Por otra parte, la canción del verano con el conocido tema sobre Gibraltar, nos recuerda aquel otro fenómeno tan casposo como ridículo del conflicto del año 2002 en la Isla Perejil. Agitar las banderas suele ser un tema de éxito que distrae tanto como entretiene.
Pero la mentira tiene las patas cortas, como dice un castizo refrán y no es pensable engañar a todo el mundo todo el tiempo.
Por una parte se abre paso la evidencia de la participación de la cúpula del PP en un entramado de financiación ilegal en el que participaban, por gusto o por fuerza, las principales empresas de este país. Esa corrupción sistemática reportaba, además, pingües beneficios a los dirigentes del PP.
El reconocimiento de que se cobraban sobresueldos es la constatación de que ese entramado había forjado una coalición de intereses espúrios y delictivos. La canción de verano: Gibraltar me mata, ha durado más bien poco y ha tenido poca pegada. Ha ocupado portadas, es verdad, pero en las terrazas de los bares, en las pachangas veraniegas y en las comidas familiares se habla de otras cosas, se viven otras preocupaciones. Y, ocasionalmente, puede tener un efecto contraproducente en el plano europeo e internacional.
En la estrategia del PP cuenta el tiempo y hay dos hitos a los que estos dirigentes se aferran en la convicción de que sobrepasarlos modificará sustancialmente la perspectiva de la opinión pública. De una parte las elecciones alemanas del 22 de septiembre, de otra el fin de las noticias catastróficas en lo económico y la aparición de noticias que pueden ser vendidas como buenas (aunque no lo sean, pero si lo dice la tele).
Es fiar demasiado a factores externos y con tiempos de inserción en las agendas políticas diferentes, el cambio de perspectiva de la opinión pública y el alivio de la tensión que ahora siente el PP de los pies a la cabeza. Dando por hecho que ambos procesos traerán noticias que permitirán resituar los temas de debate y controversia en el plano nacional.
Pero hasta ahora, una buena parte del partido se ha jugado en los planos institucional y comunicacional. En ambos las salidas pensables y posibles no revertirán el profundo deterioro que la situación están produciendo en la confianza hacia la política y la dinámica democrática en nuestro país. Desde hace años, el PP se ha convertido en un factor de riesgo para la democracia y para la convivencia, tanto por sus políticas públicas como, ahora, por su gestión de la crisis. Es difícil calibrar el daño que esta articulación de mentiras y autoritarismo casposo, promovido por el PP y quienes le sostienen, está produciendo en términos de cultura política, cultura cívica y compromiso democrático de nuestra ciudadanía. El pluralismo democrático en España necesita de un partido de centro derecha, nadie lo duda, pero con toda seguridad no de este Partido Popular.

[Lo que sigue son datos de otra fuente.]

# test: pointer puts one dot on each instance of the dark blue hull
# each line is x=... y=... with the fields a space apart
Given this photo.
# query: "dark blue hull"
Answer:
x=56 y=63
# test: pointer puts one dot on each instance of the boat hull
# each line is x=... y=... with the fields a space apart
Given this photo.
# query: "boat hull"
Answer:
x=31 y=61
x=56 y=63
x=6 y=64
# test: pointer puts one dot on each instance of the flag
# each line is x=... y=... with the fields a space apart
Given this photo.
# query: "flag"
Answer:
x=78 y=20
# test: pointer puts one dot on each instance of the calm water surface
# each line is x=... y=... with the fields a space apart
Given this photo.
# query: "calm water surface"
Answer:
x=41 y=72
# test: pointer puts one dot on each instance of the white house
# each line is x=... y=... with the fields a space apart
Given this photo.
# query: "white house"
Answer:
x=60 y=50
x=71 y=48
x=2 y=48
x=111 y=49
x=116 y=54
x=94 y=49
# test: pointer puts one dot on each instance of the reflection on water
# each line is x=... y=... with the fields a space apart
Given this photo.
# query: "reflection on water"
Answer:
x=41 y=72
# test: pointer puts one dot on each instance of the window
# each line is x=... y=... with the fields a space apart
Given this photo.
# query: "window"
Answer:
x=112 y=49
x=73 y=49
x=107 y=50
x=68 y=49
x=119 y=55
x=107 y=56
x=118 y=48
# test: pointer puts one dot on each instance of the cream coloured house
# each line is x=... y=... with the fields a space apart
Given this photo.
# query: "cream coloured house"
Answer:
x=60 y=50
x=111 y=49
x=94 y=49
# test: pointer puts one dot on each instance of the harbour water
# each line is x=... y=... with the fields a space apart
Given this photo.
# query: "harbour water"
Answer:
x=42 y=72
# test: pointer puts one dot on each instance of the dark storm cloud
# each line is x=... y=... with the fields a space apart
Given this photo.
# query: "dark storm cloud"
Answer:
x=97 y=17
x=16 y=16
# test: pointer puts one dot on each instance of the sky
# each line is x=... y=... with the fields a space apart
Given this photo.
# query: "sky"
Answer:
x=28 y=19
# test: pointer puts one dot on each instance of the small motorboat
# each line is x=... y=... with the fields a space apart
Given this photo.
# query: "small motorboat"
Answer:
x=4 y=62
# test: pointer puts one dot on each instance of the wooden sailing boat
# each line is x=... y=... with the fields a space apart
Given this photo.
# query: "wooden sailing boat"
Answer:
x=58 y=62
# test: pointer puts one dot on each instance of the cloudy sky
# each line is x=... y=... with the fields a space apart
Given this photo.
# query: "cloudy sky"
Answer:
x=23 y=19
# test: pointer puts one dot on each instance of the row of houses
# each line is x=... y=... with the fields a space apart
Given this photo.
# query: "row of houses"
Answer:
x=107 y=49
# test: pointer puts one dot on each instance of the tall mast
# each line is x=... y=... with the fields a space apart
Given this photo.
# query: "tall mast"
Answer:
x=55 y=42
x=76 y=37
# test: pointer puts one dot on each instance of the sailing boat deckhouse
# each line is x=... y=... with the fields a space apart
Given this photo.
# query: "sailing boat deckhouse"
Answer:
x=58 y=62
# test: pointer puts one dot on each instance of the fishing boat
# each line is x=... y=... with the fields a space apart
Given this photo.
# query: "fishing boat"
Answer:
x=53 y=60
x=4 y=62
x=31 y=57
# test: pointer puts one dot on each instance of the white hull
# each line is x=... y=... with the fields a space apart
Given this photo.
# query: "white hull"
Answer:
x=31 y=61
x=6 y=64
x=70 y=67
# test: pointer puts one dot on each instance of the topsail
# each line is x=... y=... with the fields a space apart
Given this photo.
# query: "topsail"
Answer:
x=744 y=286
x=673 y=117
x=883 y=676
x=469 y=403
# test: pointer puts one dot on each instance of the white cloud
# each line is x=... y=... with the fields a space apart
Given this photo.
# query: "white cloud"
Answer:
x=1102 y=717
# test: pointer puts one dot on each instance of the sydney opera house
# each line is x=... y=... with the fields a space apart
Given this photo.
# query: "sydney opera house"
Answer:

Si la salida institucional: una eventual dimisión de Rajoy complementada por la retirada (hacia Europa, por ejemplo) de algunos señalados dirigentes actuales del PP, se realiza sin una importante movilización social en esta dirección, se habrá puesto un parche nada más, al tiempo que se habrá favorecido ampliar la sima que separa a la ciudadanía, a la sociedad civil y a la clase política y las instituciones.